On Take Me Home, that chemistry is undeniable. Three dudes in their early 40s, having long-since mastered all the sonic tropes and velocities of War on Terror-era pop-punk, split the difference between the passage of time and the four-chord, jump-on-the-off-beat blueprints of their youth. The result is a 21-minute slice of crisply produced, anthemic, modern rock that’s heavy on guitar crunch and the soaring stacks of Kelly’s vocals that fly over the dense, precision-tooled architecture of Bell and Kuczaj’s rhythms like falcons through a city skyline. Kelly’s voice is at the front of Mean People’s sound, but his vocals are bolstered by his FX-colored guitar leads and breakdown riffage, which act as a tether for Kuczaj’s melodic bass runs that weave above and below the melody, propelled by Bell’s emotive, dynamic percussion. And while the DNA of Propagandhi and New Found Glory emerge across these songs in a chord progression here or a vocal phrasing there, the tones and fretwork often sounds a lot closer to the biggest hitmakers of the alt-rock era — both “Under the Table” and EP closer “Fires” seem to glean inspiration from both My Chemical Romance and Smashing Pumpkins. Take Me Home’s arrangements allow room for more exploratory interludes and emotional movements.
Kuczaj attributes much of Mean People’s expanded sonic palette to tempos pulled back from the breakneck, double-time norms of Cityview.
Mid-tempo songs, Kuczaj said, “have a lot more space, and I think we write everything based on that. We can do more interesting stuff at a little bit slower tempos, and I mean, some of our stuff still even has faster tempos. We’re just not at 200 bpm anymore.”
Mean People also give a lot of credit for their sound to producer Will Beasley (Turnstile, Asking Alexandria). In September 2025, after demoing material with producer Jordan Richardson (White Denim, Son of Stan) at Electric Barryland in Justin a few weeks prior, Mean People decamped to Beasley’s studio in Richmond, Virginia, for two weeks to record Take Me Home.
Beasley was “super-awesome,” Kelly said, “and we just clicked,” though he added that they were initially nervous that Beasley didn’t really listen too much to their demos.
“But we just went in and played everything live, and then went off of that,” Kelly said.
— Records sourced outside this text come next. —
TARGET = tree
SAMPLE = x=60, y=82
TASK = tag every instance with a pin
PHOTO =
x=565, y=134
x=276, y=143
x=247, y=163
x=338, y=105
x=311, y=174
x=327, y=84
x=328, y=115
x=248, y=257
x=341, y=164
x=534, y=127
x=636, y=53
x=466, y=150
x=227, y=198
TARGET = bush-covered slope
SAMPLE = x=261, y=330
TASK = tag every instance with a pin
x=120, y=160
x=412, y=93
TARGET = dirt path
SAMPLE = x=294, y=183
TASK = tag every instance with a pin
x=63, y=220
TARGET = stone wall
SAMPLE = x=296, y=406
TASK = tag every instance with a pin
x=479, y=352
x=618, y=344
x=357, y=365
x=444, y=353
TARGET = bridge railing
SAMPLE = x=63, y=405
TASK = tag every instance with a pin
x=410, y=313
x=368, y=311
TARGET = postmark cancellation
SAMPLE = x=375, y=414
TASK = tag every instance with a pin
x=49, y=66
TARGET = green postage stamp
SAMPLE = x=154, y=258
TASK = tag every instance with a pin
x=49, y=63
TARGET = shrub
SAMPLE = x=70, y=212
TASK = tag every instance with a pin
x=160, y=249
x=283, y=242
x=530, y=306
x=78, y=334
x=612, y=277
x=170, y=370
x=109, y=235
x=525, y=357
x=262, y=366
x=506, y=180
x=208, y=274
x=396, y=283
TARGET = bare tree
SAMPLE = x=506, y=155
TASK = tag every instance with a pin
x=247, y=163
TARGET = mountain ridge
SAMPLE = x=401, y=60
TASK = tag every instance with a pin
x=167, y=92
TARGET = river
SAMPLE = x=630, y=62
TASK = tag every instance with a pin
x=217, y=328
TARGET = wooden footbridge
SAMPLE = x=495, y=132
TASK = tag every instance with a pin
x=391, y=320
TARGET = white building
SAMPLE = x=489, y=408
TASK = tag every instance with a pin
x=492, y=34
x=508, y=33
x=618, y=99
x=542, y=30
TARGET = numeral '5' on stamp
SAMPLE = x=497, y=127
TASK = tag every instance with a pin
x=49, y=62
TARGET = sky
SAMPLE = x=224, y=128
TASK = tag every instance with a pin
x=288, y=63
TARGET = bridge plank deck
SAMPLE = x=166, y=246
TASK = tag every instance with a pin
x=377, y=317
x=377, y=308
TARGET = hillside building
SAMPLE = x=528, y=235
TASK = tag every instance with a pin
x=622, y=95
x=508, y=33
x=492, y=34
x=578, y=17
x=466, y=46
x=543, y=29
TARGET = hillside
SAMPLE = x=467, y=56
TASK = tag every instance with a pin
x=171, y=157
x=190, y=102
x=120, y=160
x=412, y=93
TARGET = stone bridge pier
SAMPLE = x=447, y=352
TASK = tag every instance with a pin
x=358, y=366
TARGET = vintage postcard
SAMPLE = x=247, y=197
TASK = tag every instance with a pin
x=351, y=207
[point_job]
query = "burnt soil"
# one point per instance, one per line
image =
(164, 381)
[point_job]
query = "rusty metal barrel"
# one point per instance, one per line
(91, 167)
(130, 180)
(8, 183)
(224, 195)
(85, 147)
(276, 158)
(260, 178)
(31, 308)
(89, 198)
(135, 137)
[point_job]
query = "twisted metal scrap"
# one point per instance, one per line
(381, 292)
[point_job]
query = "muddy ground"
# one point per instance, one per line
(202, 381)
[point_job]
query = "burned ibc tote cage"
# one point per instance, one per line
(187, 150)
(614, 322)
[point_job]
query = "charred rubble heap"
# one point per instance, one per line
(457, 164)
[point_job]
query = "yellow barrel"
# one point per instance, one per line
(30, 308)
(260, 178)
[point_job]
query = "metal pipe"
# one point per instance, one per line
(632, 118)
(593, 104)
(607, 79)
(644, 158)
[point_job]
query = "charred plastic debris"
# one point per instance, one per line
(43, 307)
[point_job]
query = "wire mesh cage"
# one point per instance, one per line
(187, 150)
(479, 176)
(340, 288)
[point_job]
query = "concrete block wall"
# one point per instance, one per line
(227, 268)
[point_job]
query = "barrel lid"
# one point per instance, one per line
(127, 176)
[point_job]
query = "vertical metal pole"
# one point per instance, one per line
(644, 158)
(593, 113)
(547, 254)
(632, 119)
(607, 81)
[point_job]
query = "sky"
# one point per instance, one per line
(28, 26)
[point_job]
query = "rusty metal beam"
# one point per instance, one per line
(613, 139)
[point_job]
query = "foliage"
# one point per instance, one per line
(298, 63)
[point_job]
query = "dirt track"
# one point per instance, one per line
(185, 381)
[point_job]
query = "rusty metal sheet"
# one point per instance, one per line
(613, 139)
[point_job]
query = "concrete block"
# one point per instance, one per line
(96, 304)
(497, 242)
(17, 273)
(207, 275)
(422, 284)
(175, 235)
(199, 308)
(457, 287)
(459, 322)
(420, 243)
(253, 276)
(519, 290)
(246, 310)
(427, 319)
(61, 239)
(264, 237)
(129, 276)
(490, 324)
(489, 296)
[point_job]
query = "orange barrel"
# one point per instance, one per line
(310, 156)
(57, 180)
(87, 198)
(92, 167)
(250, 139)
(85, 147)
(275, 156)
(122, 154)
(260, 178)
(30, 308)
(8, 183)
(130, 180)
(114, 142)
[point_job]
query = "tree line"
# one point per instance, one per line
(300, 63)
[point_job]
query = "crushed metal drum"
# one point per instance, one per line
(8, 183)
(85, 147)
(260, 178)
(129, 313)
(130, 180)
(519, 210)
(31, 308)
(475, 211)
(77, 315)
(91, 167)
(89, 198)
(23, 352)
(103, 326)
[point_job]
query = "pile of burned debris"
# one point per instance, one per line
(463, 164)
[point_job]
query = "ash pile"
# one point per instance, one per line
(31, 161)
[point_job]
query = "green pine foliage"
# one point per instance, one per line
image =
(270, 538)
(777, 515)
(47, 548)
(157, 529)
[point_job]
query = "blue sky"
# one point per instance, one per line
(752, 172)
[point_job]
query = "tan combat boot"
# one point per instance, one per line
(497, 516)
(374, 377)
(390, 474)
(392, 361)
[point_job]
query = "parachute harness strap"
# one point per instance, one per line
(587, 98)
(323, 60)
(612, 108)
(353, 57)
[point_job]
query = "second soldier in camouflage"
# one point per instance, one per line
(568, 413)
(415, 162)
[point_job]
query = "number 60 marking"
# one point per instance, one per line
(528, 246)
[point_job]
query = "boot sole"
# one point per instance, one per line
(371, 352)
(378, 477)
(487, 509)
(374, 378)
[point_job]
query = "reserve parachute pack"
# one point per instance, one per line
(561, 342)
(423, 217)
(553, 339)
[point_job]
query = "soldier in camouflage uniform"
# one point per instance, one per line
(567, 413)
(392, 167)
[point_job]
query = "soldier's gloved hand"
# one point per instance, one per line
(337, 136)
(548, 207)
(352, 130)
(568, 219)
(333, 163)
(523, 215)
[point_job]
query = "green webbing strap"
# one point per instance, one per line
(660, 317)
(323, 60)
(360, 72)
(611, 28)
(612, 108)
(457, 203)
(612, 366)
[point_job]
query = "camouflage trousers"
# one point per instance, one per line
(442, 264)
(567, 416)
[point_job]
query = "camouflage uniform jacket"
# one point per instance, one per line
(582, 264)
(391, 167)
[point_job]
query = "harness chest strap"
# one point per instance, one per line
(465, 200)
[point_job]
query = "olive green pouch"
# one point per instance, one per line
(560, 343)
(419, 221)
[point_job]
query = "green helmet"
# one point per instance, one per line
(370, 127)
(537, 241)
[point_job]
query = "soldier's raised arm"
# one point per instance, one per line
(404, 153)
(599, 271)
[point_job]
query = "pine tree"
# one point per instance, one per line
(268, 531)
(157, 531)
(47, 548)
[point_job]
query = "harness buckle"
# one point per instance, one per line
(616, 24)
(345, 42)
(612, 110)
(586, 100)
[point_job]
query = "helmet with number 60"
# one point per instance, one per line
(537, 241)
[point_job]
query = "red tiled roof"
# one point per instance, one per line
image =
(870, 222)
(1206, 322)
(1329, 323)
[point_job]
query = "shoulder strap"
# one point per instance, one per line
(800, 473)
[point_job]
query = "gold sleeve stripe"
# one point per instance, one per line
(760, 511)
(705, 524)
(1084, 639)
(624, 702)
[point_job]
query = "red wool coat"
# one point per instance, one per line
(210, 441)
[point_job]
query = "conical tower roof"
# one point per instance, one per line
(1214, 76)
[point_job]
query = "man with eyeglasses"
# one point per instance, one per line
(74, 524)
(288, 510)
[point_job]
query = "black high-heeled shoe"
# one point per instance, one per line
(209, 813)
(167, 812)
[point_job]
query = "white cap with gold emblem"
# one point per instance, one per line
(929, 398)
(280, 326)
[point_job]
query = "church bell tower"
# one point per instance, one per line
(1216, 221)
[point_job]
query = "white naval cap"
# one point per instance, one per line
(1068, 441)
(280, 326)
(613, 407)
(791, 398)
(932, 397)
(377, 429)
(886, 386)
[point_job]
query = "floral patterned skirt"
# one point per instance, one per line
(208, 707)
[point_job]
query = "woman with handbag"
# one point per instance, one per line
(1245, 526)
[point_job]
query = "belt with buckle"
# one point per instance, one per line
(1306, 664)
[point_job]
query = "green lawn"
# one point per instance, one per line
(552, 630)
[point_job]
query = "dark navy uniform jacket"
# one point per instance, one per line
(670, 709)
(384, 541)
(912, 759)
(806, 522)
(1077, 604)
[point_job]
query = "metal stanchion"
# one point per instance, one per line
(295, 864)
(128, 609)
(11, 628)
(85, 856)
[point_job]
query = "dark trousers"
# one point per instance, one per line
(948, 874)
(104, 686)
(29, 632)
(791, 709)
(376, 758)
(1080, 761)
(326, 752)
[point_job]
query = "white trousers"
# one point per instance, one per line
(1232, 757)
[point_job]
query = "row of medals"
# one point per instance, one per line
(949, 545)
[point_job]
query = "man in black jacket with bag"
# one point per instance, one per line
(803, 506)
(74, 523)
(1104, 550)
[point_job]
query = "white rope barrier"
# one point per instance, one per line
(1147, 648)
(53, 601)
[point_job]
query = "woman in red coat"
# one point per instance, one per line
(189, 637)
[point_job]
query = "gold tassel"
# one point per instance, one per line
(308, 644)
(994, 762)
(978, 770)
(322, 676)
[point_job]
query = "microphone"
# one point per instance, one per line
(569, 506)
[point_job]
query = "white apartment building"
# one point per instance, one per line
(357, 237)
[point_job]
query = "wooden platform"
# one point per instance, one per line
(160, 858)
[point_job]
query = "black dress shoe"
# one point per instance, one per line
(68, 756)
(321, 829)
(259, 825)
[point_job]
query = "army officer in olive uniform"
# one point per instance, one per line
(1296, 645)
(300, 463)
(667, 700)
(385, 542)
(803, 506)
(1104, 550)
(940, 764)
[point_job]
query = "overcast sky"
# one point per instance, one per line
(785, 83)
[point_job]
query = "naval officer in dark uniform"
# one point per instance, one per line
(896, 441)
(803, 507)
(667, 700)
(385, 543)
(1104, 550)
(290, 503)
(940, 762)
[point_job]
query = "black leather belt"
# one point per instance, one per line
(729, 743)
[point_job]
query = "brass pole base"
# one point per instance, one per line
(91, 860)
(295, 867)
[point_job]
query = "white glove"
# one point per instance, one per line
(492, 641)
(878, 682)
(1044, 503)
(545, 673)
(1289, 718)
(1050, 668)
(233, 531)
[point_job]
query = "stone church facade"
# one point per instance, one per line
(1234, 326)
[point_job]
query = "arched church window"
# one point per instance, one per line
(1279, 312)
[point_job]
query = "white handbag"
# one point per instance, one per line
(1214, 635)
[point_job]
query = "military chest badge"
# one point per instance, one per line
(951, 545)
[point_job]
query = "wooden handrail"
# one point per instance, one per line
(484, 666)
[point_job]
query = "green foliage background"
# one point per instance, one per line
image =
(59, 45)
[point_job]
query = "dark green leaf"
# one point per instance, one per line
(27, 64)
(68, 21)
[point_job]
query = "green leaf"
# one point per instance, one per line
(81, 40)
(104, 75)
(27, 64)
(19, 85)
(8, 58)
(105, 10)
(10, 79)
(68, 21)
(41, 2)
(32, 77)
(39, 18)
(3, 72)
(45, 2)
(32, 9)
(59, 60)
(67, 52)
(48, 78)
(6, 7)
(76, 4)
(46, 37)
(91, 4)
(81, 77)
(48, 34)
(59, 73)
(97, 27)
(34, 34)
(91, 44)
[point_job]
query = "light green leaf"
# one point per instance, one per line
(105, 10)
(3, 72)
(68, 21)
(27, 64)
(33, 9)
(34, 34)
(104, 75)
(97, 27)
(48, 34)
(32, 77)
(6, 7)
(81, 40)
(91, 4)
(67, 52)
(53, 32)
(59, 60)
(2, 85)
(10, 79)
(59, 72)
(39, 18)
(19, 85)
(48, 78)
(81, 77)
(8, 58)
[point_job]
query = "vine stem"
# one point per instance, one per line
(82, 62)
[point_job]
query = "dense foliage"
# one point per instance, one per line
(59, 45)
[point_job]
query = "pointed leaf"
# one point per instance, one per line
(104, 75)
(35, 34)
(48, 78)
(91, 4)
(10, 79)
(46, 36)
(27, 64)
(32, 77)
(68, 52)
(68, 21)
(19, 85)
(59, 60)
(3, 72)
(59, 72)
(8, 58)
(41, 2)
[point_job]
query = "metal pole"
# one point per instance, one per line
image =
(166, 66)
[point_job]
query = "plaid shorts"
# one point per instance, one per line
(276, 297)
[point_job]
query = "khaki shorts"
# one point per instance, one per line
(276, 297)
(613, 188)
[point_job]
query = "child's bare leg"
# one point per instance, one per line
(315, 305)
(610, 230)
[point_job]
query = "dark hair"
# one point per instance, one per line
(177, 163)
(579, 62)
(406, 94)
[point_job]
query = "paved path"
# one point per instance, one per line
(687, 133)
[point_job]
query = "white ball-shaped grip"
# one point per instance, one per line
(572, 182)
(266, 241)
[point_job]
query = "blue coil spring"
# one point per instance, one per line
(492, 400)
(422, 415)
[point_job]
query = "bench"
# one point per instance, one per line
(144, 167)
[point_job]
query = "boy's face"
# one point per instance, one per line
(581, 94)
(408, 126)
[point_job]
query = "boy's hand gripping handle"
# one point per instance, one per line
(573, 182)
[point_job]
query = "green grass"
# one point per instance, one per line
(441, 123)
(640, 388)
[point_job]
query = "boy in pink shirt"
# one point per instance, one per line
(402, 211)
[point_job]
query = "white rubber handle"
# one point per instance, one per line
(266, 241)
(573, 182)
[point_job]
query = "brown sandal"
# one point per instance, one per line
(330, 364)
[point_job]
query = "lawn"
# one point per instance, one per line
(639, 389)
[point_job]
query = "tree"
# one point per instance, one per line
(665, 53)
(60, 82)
Beasley “was like, ‘I just like to be there and feel it, rather than listen to the songs when you’re not here.’ I think the best way to describe it is that he puts a vibe into so many things. Like on ‘Fires,’ he didn’t change a lot, but he changed my vibe with a few little things, and the whole song flows completely different.”
Though they haven’t yet booked their first show (“We just thought it would be better if we had some music out so people could at least be somewhat familiar with the songs,” Kelly said), Mean People continue to woodshed their set for whenever that time comes while also working on writing new songs, and, in the way that Kuczaj called Bell out of the blue to start their new band, reach out to some industry contacts.
“We’re definitely gonna shop it, whatever that means these days,” Kelly said.
If nothing else, Take Me Home is proof that it’s pretty easy for old bandmates to reactivate their musical telepathy. Sometimes all it takes is picking up the phone.